379 - Palm Court

167 64 13
                                    

.

.

"Tanah itu pantas dihargai empat puluh juta per meter persegi.

Tapi karena saya kasihan pada anda, jadi --"

.

.

***

Sepatu boots beludru dengan hak tujuh senti yang dikenakan Elaine, beradu di lantai marmer. Tiap langkahnya membuat Elaine makin gelisah. Gerbang restoran Palm Court, terbuka lebar seolah menyambut kedatangan mereka. Elaine, Adli dan kedua staf Adli yang berjalan di belakang mereka berdua.

Begitu memasuki gerbang besi bergaris-garis menyilang  dengan dekorasi bunga matahari yang dicat keemasan, interior restoran bergaya eklektik modern membuat Elaine tercengang. Sulit untuk tidak terlihat syok ketika berada di dalamnya. Langit-langit menjulang tinggi, dengan tiang-tiang melengkung menjadi rangka ruangan, bertepian warna emas, menopang ruang terpusat bersegi banyak. Kursi-kursi berlengan a la Eropa, mempermewah suasana. Dan yang paling cantik dari ruangan itu, adalah lampu kristal yang sepintas mirip kupu-kupu transparan yang terbang berkelompok, namun ketika dilihat lagi, bentuknya mirip dedaunan pohon palem. Bias cahaya lampu kekuningan, memberi kesan hangat, namun tidak bagi Elaine yang tetap merasa tegang dan berdebar-debar jantungnya.

Kedua staf Adli, juga terlihat kagum dengan interior restoran, mengedarkan pandangan mereka. Satu-satunya yang sorot matanya tetap datar, hanya Adli. 

Mata Adli segera menangkap kerumunan di tengah ruangan. Setidak-tidaknya, ada sepuluh orang di sana. Meja-meja yang telah di-booking itu, ada sekitar tujuh atau delapan. Ruangan itu tidak terlalu luas memang, tapi luar biasa mewahnya. Berhubung ini restoran milik hotel, Dalton -- CEO PT Inti Properti Tbk -- pasti tidak bisa mem-booking seluruh ruangan, karena restoran itu tetap harus bisa digunakan oleh para tamu yang menginap. Tapi usaha Dalton untuk mem-booking separuh dari kapasitas meja di ruangan, pastinya memerlukan uang yang tidak sedikit.

Dalam sekali lirik, Adli bisa mengenali siapa bos mereka. Dalton Ryan Tedja. Bertubuh altetis, berkulit putih, memiliki rahang tegas dan kumis tipis. Tampangnya lumayan, mesti tidak seganteng Adli. Campuran suku Jawa dan Cina, nampak kentara di wajah Dalton. Pria yang lebih tua mungkin lima tahun dari Adli itu, mengenakan jas dolce gabbana abu bermotif floral dan kerah hitam bold, serta bros di saku kirinya. Baru ketika makin dekat, Adli bisa melihat bahwa bros itu sebenarnya adalah pelat keemasan berbentuk lebah bermahkota. Entah mengapa, lebah itu terlihat mengganggu di mata Adli. 

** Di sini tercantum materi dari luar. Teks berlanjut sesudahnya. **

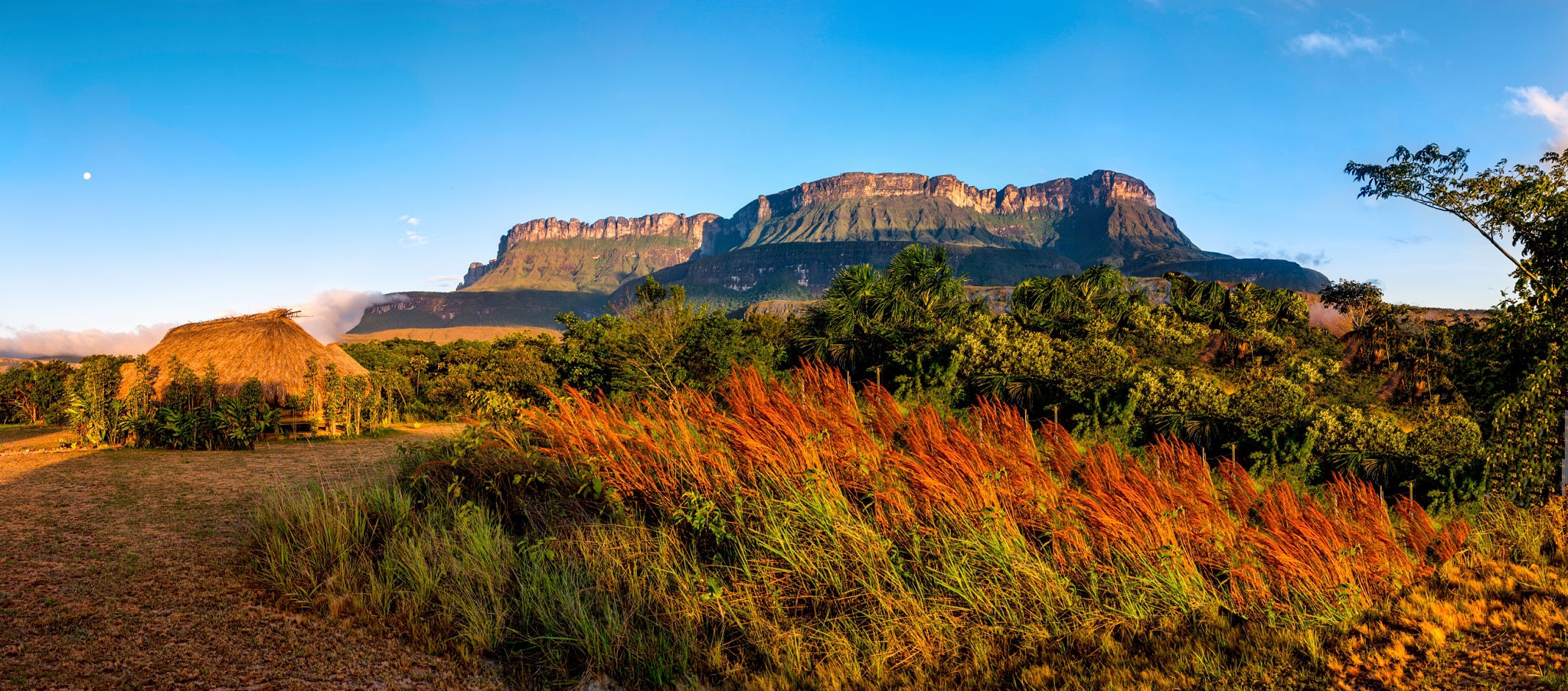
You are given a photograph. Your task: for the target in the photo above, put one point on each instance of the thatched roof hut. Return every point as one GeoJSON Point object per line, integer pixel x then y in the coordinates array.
{"type": "Point", "coordinates": [269, 347]}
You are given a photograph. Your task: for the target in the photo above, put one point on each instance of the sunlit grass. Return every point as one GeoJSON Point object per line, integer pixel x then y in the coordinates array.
{"type": "Point", "coordinates": [792, 533]}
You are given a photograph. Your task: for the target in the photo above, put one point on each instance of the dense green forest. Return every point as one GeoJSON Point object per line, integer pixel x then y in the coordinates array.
{"type": "Point", "coordinates": [1439, 411]}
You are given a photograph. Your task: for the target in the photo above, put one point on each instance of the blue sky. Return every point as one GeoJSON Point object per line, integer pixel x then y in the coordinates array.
{"type": "Point", "coordinates": [259, 154]}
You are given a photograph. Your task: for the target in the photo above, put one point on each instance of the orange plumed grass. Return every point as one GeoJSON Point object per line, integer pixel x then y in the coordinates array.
{"type": "Point", "coordinates": [792, 529]}
{"type": "Point", "coordinates": [1147, 538]}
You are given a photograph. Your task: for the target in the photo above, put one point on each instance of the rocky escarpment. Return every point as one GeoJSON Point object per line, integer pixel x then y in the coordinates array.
{"type": "Point", "coordinates": [675, 237]}
{"type": "Point", "coordinates": [911, 207]}
{"type": "Point", "coordinates": [1099, 218]}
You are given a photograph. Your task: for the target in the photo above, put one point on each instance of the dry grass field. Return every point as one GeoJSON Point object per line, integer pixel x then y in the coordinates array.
{"type": "Point", "coordinates": [129, 569]}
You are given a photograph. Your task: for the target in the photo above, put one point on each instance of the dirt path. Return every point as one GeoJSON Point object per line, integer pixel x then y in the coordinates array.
{"type": "Point", "coordinates": [127, 569]}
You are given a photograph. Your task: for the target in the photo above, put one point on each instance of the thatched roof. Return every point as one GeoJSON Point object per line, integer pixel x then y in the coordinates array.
{"type": "Point", "coordinates": [269, 347]}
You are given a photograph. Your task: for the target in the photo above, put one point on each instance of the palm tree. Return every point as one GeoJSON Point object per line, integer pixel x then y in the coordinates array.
{"type": "Point", "coordinates": [891, 320]}
{"type": "Point", "coordinates": [1073, 303]}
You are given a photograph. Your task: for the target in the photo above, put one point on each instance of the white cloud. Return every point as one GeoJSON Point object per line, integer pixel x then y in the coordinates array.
{"type": "Point", "coordinates": [1263, 249]}
{"type": "Point", "coordinates": [77, 344]}
{"type": "Point", "coordinates": [1536, 101]}
{"type": "Point", "coordinates": [330, 314]}
{"type": "Point", "coordinates": [1341, 44]}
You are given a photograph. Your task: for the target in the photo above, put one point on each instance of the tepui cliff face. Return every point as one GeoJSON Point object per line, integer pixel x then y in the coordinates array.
{"type": "Point", "coordinates": [1104, 217]}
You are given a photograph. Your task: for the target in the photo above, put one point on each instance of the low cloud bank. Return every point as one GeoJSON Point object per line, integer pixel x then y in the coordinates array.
{"type": "Point", "coordinates": [333, 312]}
{"type": "Point", "coordinates": [328, 315]}
{"type": "Point", "coordinates": [79, 344]}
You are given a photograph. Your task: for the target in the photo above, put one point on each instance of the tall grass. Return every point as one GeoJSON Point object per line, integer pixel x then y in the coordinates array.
{"type": "Point", "coordinates": [792, 533]}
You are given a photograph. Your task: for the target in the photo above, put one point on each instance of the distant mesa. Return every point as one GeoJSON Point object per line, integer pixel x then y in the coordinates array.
{"type": "Point", "coordinates": [789, 245]}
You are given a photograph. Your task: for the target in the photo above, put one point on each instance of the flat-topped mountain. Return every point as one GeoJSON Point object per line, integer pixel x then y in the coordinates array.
{"type": "Point", "coordinates": [789, 245]}
{"type": "Point", "coordinates": [1099, 218]}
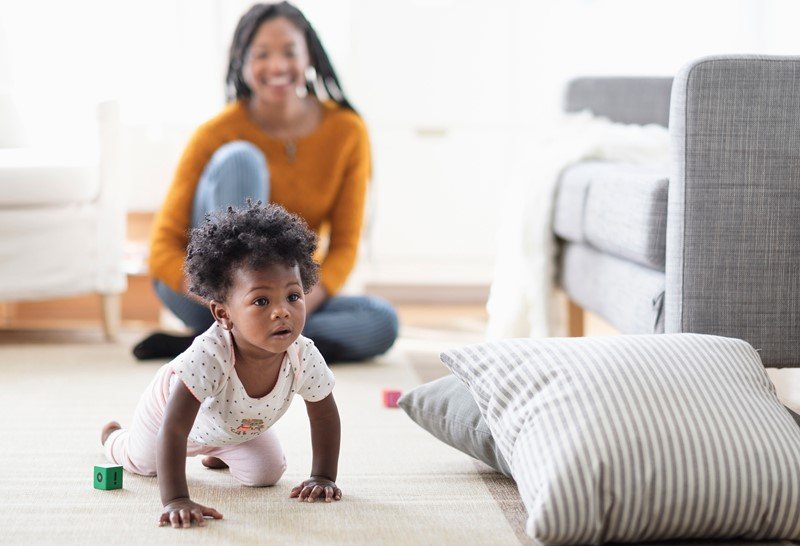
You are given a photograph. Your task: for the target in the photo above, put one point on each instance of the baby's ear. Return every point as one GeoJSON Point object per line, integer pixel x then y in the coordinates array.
{"type": "Point", "coordinates": [220, 313]}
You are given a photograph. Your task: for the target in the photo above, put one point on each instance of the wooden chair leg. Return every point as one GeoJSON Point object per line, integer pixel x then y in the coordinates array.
{"type": "Point", "coordinates": [112, 315]}
{"type": "Point", "coordinates": [575, 316]}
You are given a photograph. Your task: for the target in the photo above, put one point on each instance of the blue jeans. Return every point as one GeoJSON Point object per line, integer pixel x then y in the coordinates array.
{"type": "Point", "coordinates": [344, 328]}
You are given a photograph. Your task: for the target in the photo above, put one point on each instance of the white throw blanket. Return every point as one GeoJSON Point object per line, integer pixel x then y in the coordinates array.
{"type": "Point", "coordinates": [521, 301]}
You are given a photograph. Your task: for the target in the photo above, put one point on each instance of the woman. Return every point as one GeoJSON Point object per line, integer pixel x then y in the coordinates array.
{"type": "Point", "coordinates": [289, 136]}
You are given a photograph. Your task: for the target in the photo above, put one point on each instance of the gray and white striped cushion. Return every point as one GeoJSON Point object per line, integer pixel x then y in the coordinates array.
{"type": "Point", "coordinates": [630, 438]}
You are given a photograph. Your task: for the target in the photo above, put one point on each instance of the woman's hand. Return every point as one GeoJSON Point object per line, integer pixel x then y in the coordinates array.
{"type": "Point", "coordinates": [182, 512]}
{"type": "Point", "coordinates": [314, 488]}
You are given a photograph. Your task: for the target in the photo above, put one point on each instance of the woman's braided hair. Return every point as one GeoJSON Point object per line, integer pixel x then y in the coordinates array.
{"type": "Point", "coordinates": [252, 236]}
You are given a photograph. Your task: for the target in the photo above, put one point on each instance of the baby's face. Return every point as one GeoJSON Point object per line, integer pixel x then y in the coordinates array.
{"type": "Point", "coordinates": [267, 309]}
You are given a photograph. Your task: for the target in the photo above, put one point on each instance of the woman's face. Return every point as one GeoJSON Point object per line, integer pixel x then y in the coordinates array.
{"type": "Point", "coordinates": [276, 61]}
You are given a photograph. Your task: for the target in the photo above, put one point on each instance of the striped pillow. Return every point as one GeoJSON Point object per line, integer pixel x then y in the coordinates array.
{"type": "Point", "coordinates": [633, 438]}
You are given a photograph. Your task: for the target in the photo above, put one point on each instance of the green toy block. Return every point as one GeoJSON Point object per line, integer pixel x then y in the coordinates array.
{"type": "Point", "coordinates": [107, 476]}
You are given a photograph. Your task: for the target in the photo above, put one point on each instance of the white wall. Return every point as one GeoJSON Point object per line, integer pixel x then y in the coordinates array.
{"type": "Point", "coordinates": [452, 90]}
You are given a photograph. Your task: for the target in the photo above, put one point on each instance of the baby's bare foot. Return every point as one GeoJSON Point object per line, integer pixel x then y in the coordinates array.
{"type": "Point", "coordinates": [107, 430]}
{"type": "Point", "coordinates": [214, 462]}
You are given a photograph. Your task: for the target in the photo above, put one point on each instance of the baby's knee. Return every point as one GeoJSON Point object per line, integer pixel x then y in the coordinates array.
{"type": "Point", "coordinates": [263, 477]}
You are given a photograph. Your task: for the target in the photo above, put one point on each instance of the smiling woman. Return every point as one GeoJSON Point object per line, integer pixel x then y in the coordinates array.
{"type": "Point", "coordinates": [289, 136]}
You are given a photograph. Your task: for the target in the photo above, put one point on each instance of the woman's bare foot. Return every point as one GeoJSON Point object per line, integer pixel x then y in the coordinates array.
{"type": "Point", "coordinates": [107, 430]}
{"type": "Point", "coordinates": [213, 462]}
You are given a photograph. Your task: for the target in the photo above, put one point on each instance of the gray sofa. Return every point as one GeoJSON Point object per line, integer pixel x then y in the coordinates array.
{"type": "Point", "coordinates": [710, 244]}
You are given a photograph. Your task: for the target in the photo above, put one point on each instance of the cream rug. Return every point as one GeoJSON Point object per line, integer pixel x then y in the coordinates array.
{"type": "Point", "coordinates": [400, 485]}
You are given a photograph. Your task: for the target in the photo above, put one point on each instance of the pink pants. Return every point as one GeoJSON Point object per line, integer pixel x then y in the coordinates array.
{"type": "Point", "coordinates": [258, 462]}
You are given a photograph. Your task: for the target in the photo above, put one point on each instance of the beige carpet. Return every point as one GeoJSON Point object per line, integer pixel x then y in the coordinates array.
{"type": "Point", "coordinates": [401, 486]}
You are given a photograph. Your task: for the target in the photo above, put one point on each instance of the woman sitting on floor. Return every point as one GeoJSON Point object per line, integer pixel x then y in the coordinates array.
{"type": "Point", "coordinates": [277, 141]}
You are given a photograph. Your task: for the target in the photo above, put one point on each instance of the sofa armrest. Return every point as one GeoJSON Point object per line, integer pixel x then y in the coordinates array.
{"type": "Point", "coordinates": [623, 100]}
{"type": "Point", "coordinates": [733, 223]}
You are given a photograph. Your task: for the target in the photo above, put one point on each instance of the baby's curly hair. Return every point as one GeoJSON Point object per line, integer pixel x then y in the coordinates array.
{"type": "Point", "coordinates": [252, 236]}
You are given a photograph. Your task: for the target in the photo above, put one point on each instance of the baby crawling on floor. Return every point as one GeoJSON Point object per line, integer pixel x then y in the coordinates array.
{"type": "Point", "coordinates": [219, 398]}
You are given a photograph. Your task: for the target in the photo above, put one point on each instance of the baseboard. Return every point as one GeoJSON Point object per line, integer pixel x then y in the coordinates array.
{"type": "Point", "coordinates": [429, 293]}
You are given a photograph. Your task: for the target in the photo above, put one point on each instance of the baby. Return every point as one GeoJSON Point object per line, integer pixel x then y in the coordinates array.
{"type": "Point", "coordinates": [253, 265]}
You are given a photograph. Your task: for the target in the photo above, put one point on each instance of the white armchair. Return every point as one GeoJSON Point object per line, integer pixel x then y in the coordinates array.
{"type": "Point", "coordinates": [62, 223]}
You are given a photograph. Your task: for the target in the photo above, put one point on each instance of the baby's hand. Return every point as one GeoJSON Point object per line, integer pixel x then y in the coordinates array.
{"type": "Point", "coordinates": [313, 488]}
{"type": "Point", "coordinates": [182, 512]}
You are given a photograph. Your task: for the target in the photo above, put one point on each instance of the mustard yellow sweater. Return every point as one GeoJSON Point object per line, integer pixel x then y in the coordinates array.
{"type": "Point", "coordinates": [326, 184]}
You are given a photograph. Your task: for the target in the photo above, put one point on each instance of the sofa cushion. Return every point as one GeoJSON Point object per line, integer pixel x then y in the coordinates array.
{"type": "Point", "coordinates": [639, 438]}
{"type": "Point", "coordinates": [627, 295]}
{"type": "Point", "coordinates": [619, 208]}
{"type": "Point", "coordinates": [446, 409]}
{"type": "Point", "coordinates": [30, 177]}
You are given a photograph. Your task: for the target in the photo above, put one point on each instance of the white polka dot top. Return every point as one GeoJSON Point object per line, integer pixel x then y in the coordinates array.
{"type": "Point", "coordinates": [227, 414]}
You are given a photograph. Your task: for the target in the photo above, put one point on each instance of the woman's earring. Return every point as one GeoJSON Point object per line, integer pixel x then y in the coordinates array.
{"type": "Point", "coordinates": [310, 76]}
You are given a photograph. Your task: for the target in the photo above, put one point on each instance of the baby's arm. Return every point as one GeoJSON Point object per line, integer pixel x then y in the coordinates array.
{"type": "Point", "coordinates": [179, 510]}
{"type": "Point", "coordinates": [325, 438]}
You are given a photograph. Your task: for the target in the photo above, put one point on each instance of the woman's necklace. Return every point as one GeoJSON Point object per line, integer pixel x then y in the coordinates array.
{"type": "Point", "coordinates": [290, 147]}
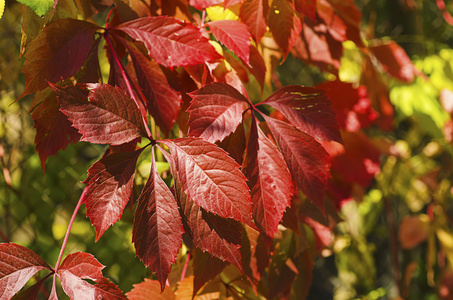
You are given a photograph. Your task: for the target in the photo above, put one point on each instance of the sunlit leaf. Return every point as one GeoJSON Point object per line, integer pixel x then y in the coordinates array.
{"type": "Point", "coordinates": [215, 111]}
{"type": "Point", "coordinates": [107, 116]}
{"type": "Point", "coordinates": [17, 265]}
{"type": "Point", "coordinates": [170, 41]}
{"type": "Point", "coordinates": [157, 230]}
{"type": "Point", "coordinates": [211, 178]}
{"type": "Point", "coordinates": [109, 188]}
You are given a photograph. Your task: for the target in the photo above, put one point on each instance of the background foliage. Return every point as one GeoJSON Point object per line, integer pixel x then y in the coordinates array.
{"type": "Point", "coordinates": [392, 236]}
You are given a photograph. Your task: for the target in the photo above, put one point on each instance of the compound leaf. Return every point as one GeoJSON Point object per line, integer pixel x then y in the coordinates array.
{"type": "Point", "coordinates": [215, 111]}
{"type": "Point", "coordinates": [109, 188]}
{"type": "Point", "coordinates": [157, 230]}
{"type": "Point", "coordinates": [170, 41]}
{"type": "Point", "coordinates": [106, 116]}
{"type": "Point", "coordinates": [17, 265]}
{"type": "Point", "coordinates": [211, 178]}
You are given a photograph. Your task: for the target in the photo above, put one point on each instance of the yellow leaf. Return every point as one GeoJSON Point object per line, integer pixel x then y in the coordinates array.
{"type": "Point", "coordinates": [216, 13]}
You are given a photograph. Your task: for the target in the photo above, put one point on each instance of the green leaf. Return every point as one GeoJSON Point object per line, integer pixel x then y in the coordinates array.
{"type": "Point", "coordinates": [40, 7]}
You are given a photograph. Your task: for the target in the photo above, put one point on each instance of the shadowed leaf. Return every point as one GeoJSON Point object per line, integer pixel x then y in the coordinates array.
{"type": "Point", "coordinates": [109, 188]}
{"type": "Point", "coordinates": [171, 42]}
{"type": "Point", "coordinates": [269, 181]}
{"type": "Point", "coordinates": [307, 160]}
{"type": "Point", "coordinates": [308, 109]}
{"type": "Point", "coordinates": [211, 178]}
{"type": "Point", "coordinates": [17, 265]}
{"type": "Point", "coordinates": [215, 111]}
{"type": "Point", "coordinates": [157, 230]}
{"type": "Point", "coordinates": [108, 116]}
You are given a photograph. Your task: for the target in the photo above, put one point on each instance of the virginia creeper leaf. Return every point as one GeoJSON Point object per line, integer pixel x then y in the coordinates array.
{"type": "Point", "coordinates": [357, 161]}
{"type": "Point", "coordinates": [218, 236]}
{"type": "Point", "coordinates": [253, 13]}
{"type": "Point", "coordinates": [163, 101]}
{"type": "Point", "coordinates": [211, 178]}
{"type": "Point", "coordinates": [150, 289]}
{"type": "Point", "coordinates": [350, 15]}
{"type": "Point", "coordinates": [351, 105]}
{"type": "Point", "coordinates": [317, 46]}
{"type": "Point", "coordinates": [205, 268]}
{"type": "Point", "coordinates": [17, 265]}
{"type": "Point", "coordinates": [235, 144]}
{"type": "Point", "coordinates": [257, 66]}
{"type": "Point", "coordinates": [201, 4]}
{"type": "Point", "coordinates": [215, 111]}
{"type": "Point", "coordinates": [284, 25]}
{"type": "Point", "coordinates": [307, 8]}
{"type": "Point", "coordinates": [170, 41]}
{"type": "Point", "coordinates": [53, 129]}
{"type": "Point", "coordinates": [39, 7]}
{"type": "Point", "coordinates": [31, 292]}
{"type": "Point", "coordinates": [394, 60]}
{"type": "Point", "coordinates": [157, 231]}
{"type": "Point", "coordinates": [57, 53]}
{"type": "Point", "coordinates": [308, 109]}
{"type": "Point", "coordinates": [108, 116]}
{"type": "Point", "coordinates": [307, 160]}
{"type": "Point", "coordinates": [269, 181]}
{"type": "Point", "coordinates": [81, 265]}
{"type": "Point", "coordinates": [335, 25]}
{"type": "Point", "coordinates": [234, 35]}
{"type": "Point", "coordinates": [109, 188]}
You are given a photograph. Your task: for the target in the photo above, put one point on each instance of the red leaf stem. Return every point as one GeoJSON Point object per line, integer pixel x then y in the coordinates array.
{"type": "Point", "coordinates": [66, 237]}
{"type": "Point", "coordinates": [126, 80]}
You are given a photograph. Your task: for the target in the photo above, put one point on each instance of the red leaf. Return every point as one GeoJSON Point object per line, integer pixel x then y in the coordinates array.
{"type": "Point", "coordinates": [229, 3]}
{"type": "Point", "coordinates": [17, 265]}
{"type": "Point", "coordinates": [215, 111]}
{"type": "Point", "coordinates": [83, 265]}
{"type": "Point", "coordinates": [78, 266]}
{"type": "Point", "coordinates": [170, 41]}
{"type": "Point", "coordinates": [307, 8]}
{"type": "Point", "coordinates": [211, 178]}
{"type": "Point", "coordinates": [30, 292]}
{"type": "Point", "coordinates": [394, 60]}
{"type": "Point", "coordinates": [108, 116]}
{"type": "Point", "coordinates": [234, 35]}
{"type": "Point", "coordinates": [150, 289]}
{"type": "Point", "coordinates": [163, 101]}
{"type": "Point", "coordinates": [218, 236]}
{"type": "Point", "coordinates": [307, 160]}
{"type": "Point", "coordinates": [352, 107]}
{"type": "Point", "coordinates": [339, 13]}
{"type": "Point", "coordinates": [53, 129]}
{"type": "Point", "coordinates": [235, 144]}
{"type": "Point", "coordinates": [253, 13]}
{"type": "Point", "coordinates": [109, 188]}
{"type": "Point", "coordinates": [269, 181]}
{"type": "Point", "coordinates": [257, 66]}
{"type": "Point", "coordinates": [317, 46]}
{"type": "Point", "coordinates": [357, 161]}
{"type": "Point", "coordinates": [284, 25]}
{"type": "Point", "coordinates": [201, 4]}
{"type": "Point", "coordinates": [205, 268]}
{"type": "Point", "coordinates": [308, 109]}
{"type": "Point", "coordinates": [157, 231]}
{"type": "Point", "coordinates": [57, 53]}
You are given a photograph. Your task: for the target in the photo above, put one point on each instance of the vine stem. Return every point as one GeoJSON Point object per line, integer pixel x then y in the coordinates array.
{"type": "Point", "coordinates": [126, 80]}
{"type": "Point", "coordinates": [66, 237]}
{"type": "Point", "coordinates": [184, 270]}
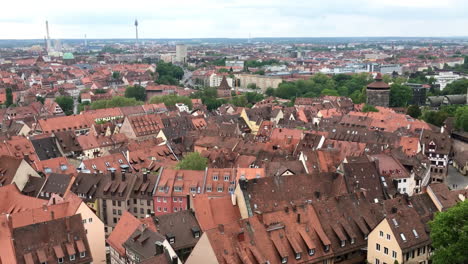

Seorang pria yang diyakini adalah staf Dalton, berbisik di belakang telinga Dalton. Dalton seolah sedang men-scanning Adli dari ujung rambut hingga ujung kaki. Meski tampak enggan, Dalton akhirnya memutuskan berdiri, menyambut kedatangan Adli. The power of baju bermerek dan dandan habis-habisan. Coba kalau Adli dan Elaine datang dengan baju seadanya, bisa dipastikan Dalton akan tetap duduk dan tidak sudi menyambut kedatangan mereka.

"Pak Adli?" tanya Dalton seolah berbasa-basi. Adli yakin, pria ini pasti sudah mencari tahu tentang dirinya, saat mendengar bahwa Elaine sang putri pemilik tanah tidak akan datang sendirian.

"Ya. Benar. Nama anda --," kata Adli, pura-pura tidak pernah mencari tahu tentang Dalton.

"Kenalkan. Saya Dalton Ryan Tedja. CEO PT Inti Property Tbk," ucap Dalton menyodorkan tangan meski dengan tampang kecut. Baru kali ini ada orang yang tidak kenal siapa dirinya, sampai dia harus memperkenalkan diri.

"Oh. Adli Pratama Danadyaksa. CEO Danadyaksa Corp," sahut Adli enteng, sambil menjabat tangan Dalton erat.

Satu kata 'oh' dari Adli, terdengar menyebalkan. Bahkan Elaine bisa melihat pria bernama Dalton itu tidak suka mendengarnya. Adli memang jagonya membuat orang kesal.